In this work I am interested in examining the layers of perception that often go unexperienced as I move about the world: unintentional visuality and peripheral visions—the surplus phenomena that are not used in my projects or in reaching my destinations. Being in motion is to be placeless, where the place I am in is characterized by a dynamic stasis. To move from one place to another I occupy a placeless intermediate condition. As I walk, I am looking for impediments or dangers, checking traffic and traffic signals; I am lost in thought and seeing only blurs that I must maneuver through; I glance at shop windows and perhaps pause, while still focused on getting where I need to be.
The images in this series were produced as I was implaced in some mode of transportation. The transporting vehicle occupies successive places from one moment to the next. While in this transitional place of motion, my perception ranges from purposeful to distracted. As I read, play with my phone, or organize a shopping list, the world flashes by the windows on either side of me too quickly to fully process.
Whether shooting on the subway, the bus, the train, or in a car, the resulting "In Motion" images are layered with planes attended to by my ordinary perception as well as those incidental or reflected planes that my brain fails to process as it chooses its focus. This work turns deliberately to the periphery, to the passing blur and extracts details, stops moments of overlapping and shifting perceptions. I look out through windows that flatten the exterior into reflections of the inside as well as of the outside of the opposite windows.

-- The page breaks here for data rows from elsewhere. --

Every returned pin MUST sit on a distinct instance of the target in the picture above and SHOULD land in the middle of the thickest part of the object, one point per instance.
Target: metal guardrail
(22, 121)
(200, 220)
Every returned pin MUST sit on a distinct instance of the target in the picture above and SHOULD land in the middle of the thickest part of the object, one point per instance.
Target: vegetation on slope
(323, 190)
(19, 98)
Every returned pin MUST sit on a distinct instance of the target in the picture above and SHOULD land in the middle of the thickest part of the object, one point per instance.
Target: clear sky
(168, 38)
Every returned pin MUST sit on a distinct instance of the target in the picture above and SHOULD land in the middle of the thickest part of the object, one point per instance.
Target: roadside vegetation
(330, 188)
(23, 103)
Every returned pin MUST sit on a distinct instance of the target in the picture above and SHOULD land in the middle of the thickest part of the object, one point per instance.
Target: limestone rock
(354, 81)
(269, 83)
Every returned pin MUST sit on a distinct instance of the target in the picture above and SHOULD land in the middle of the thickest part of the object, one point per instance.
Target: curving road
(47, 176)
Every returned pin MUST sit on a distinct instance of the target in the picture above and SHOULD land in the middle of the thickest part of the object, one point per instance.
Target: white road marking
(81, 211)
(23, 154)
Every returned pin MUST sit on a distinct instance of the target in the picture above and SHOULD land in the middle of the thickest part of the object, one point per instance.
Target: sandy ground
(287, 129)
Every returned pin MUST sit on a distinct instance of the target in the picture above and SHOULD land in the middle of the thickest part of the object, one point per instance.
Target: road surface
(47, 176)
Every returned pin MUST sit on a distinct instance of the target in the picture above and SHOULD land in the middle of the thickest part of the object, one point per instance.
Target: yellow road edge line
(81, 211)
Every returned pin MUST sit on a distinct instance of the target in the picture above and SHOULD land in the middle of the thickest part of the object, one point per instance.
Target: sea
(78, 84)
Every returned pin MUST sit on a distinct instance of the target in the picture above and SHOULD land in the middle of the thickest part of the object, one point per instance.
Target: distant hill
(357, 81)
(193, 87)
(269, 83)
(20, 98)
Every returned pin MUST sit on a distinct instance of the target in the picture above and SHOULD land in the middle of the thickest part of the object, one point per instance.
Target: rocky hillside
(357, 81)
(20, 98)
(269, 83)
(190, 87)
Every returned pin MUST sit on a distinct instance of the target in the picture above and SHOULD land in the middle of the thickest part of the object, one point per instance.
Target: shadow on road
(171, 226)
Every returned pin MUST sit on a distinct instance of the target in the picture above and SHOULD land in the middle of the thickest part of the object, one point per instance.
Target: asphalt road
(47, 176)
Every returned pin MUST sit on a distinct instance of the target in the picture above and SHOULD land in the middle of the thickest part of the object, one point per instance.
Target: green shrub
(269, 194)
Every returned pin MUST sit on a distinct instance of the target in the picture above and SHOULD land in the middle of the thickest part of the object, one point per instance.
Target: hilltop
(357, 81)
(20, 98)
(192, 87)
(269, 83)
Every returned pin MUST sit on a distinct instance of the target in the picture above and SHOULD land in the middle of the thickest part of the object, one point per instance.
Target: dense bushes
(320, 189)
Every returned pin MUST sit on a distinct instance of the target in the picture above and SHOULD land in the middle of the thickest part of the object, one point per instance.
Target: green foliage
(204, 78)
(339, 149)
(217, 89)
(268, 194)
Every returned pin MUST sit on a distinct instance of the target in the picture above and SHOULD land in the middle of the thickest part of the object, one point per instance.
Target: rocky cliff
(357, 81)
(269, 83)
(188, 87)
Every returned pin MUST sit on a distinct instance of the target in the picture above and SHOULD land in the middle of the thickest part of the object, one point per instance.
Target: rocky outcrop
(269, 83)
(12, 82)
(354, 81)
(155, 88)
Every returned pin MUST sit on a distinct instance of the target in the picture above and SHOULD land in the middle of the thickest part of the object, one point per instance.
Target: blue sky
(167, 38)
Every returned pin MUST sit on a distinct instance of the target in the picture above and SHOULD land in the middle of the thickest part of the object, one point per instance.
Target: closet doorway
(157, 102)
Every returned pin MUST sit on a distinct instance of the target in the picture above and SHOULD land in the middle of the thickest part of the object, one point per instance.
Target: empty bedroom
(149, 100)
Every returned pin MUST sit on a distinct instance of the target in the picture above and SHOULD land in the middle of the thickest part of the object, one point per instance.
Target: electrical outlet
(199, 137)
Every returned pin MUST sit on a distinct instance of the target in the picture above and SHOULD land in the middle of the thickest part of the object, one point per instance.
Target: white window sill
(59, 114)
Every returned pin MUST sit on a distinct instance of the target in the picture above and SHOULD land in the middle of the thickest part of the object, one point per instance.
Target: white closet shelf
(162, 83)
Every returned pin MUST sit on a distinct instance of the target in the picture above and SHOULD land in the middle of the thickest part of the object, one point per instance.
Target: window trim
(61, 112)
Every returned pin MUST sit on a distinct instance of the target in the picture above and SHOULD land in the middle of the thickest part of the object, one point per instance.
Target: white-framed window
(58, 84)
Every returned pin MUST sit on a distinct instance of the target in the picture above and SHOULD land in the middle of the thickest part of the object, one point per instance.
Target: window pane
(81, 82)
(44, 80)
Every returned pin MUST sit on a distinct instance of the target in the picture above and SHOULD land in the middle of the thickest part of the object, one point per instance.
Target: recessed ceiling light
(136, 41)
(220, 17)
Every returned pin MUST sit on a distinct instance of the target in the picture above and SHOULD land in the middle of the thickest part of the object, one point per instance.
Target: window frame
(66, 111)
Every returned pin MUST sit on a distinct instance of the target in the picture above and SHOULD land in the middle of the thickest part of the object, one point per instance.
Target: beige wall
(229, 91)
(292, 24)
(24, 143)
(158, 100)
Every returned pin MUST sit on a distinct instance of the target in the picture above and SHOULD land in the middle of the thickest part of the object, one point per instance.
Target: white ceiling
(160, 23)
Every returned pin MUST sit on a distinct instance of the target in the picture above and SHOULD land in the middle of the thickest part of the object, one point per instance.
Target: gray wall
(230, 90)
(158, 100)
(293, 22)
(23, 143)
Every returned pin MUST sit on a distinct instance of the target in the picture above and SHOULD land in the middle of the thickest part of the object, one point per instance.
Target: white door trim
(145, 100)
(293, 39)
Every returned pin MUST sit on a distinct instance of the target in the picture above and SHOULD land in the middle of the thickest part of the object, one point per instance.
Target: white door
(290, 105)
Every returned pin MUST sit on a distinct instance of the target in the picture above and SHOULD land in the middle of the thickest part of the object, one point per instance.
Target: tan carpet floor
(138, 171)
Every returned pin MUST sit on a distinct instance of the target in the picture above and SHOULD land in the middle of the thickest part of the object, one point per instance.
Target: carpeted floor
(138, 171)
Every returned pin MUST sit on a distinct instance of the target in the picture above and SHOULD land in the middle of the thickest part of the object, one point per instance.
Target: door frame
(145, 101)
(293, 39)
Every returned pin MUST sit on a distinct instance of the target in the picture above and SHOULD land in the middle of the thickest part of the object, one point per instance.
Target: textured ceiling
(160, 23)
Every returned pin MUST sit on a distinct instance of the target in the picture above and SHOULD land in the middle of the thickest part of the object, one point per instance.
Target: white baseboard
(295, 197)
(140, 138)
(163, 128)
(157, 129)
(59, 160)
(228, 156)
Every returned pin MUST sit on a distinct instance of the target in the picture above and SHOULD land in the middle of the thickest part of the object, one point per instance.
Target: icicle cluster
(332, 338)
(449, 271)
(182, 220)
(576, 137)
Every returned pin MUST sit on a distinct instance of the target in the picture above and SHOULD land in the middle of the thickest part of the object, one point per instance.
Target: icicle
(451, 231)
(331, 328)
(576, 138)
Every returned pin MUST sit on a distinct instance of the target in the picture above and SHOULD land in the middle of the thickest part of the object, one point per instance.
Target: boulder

Reversals and copies collapse together in the flattened picture frame that is nonetheless dense with information, with multiplied and unexpected and colliding details. An eye glows on a thigh; a subway car fills with leafy trees; barber shop headshots form a dense collage; a wistful awning “True Dreams” floats on an apartment building; the Observation Towers of the New York State Pavilion rise into winter evening mist.
These photos were taken with iPhone 6 or iPhone 7.